Here’s a bajillionth story about thousands of underpaid people, mostly women, throwing all of their time and energy into convincing a small group of powerful people, mostly men, to make life a little less shitty.
Bajillion is not a number, West Virginia’s teachers might explain, were they not all on strike since last Thursday, after Governor Jim Justice signed off on a meager pay raise of two percent for teachers, school service personnel and state police starting in July 2018, with an additional one percent raise promised for 2020. Roughly three quarters of teachers nationally are women, and West Virginia’s teachers’ salaries are 48th in the country, the HuffPost has pointed out.

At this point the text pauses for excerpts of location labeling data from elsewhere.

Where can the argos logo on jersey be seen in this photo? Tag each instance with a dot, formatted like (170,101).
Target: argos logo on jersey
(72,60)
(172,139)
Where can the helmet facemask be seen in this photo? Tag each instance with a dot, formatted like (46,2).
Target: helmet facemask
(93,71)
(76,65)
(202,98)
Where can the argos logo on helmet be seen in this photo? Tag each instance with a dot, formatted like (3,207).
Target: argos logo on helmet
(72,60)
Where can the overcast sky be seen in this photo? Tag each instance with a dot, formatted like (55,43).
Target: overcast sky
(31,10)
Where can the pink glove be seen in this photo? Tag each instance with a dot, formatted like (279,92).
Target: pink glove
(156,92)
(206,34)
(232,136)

While Governor Justice has since met with three unions and agreed to work for a five percent pay raise, Senate President Mitch Carmichael has seemed unlikely to budge. “At this point everybody’s still prepared to be out for the long haul,” first-grade teacher Julie Alderman told the New York Times on Friday.
Combined with increased health care costs, teachers are barely treading water, Christine Campbell, President of the American Federation of Teachers of West Virginia (AFT-WV) tells Jezebel. “We’re seeing paychecks go down, not up,” she says. “We have people who have two, three jobs, people who have left, people who are uncertified teaching our students.” According to a 2016 study by the Regional Education Laboratory Appalachia, a third of West Virginia’s teachers leave the state after their first four years of teaching.
After meeting with Governor Justice, the AFT-WV has announced on behalf of three school personnel unions that teachers are “ready to get back” to work–but not without the word Senate President Mitch Carmichael, who’s said he would rather the money go toward state health insurance.
“It’s easy to come in here and just vote for what people want, but that’s not what the general citizens expect of West Virginia,” Carmichael was quoted as saying in WSAZ News on Thursday. “That’s what’s been done around here for too long.”
Closing schools is not only an issue for education but for families, Campbell notes. She said that before they walked out, teachers ensured that food banks were open in order to provide students with meals. West Virginia ranks 5th in state poverty rates.
Despite the fact that it is illegal for teachers to strike in West Virginia, thousands are reportedly protesting outside the capitol today, where they are waiting for the state senate finance committee to hear the new bill which would provide a five percent raise.
Jezebel has reached out to representatives for Senate President Mitch Carmichael and will update the post if we hear back.